With this book, you will find out how to
- Identify hidden signs of insider IT sabotage, theft of sensitive information, and fraud
- Recognize insider threats throughout the software development life cycle
- Use advanced threat controls to resist attacks by both technical and nontechnical insiders
- Increase the effectiveness of existing technical security tools by enhancing rules, configurations, and associated business processes
- Prepare for unusual insider attacks, including attacks linked to organized crime or the Internet underground
By implementing this book’s security practices, you will be incorporating protection mechanisms designed to resist the vast majority of malicious insider attacks.
商品描述(中文翻譯)
自2001年以來,卡內基梅隆大學軟體工程研究所(SEI)的CERT®內部威脅中心已經收集並分析了超過七百起內部網路犯罪的資訊,這些犯罪範圍從國家安全間諜活動到商業機密竊取。
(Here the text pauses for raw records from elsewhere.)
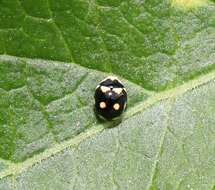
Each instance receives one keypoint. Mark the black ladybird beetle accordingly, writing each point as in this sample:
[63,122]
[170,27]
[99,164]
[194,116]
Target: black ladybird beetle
[110,98]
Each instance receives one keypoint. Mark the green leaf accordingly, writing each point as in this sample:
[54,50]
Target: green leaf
[52,56]
[155,43]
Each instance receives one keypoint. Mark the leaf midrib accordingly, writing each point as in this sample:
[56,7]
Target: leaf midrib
[17,168]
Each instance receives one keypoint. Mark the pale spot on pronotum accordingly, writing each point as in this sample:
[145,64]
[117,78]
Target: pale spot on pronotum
[116,106]
[111,78]
[102,105]
[104,89]
[117,90]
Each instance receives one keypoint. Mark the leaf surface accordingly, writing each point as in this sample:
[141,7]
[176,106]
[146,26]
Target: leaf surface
[52,57]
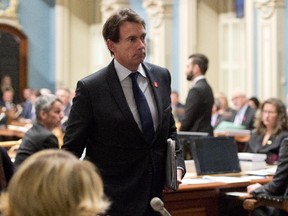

《CERT®內部威脅指南》以實用的方式描述了CERT的研究結果,提供了具體的指導和對策,這些可以立即被任何私營、政府或軍事組織的高層、管理者、安全官員和操作人員應用。
作者系統性地針對各類惡意內部人員的攻擊進行探討,包括現任和前任員工、承包商、商業夥伴、外包商,甚至雲端計算供應商。他們涵蓋了所有主要類型的內部網路犯罪:IT破壞、智慧財產權竊取和詐騙。對於每一種犯罪,他們提供了一個犯罪概況,描述了該犯罪隨時間演變的趨勢,以及動機、攻擊方法、組織問題和可能幫助組織預防事件或更早檢測的前兆警告。除了識別可疑行為的關鍵模式外,作者還提出了具體的防禦措施,以保護系統和數據。
本書還傳達了內部威脅問題隨時間演變的全貌:現有政策、實踐、技術、內部心態和組織文化之間的複雜互動和意想不到的後果。最重要的是,它為整個組織提供了可行的建議,從高層管理和董事會成員到IT、數據擁有者、人力資源和法律部門。
通過本書,您將了解如何:
- 識別內部IT破壞、敏感信息竊取和詐騙的隱藏跡象
- 在軟體開發生命週期中識別內部威脅
- 使用先進的威脅控制來抵禦技術和非技術內部人員的攻擊
- 通過增強規則、配置和相關業務流程來提高現有技術安全工具的有效性
- 為不尋常的內部攻擊做好準備,包括與有組織犯罪或網路地下世界相關的攻擊
通過實施本書的安全實踐,您將納入旨在抵禦絕大多數惡意內部攻擊的保護機制。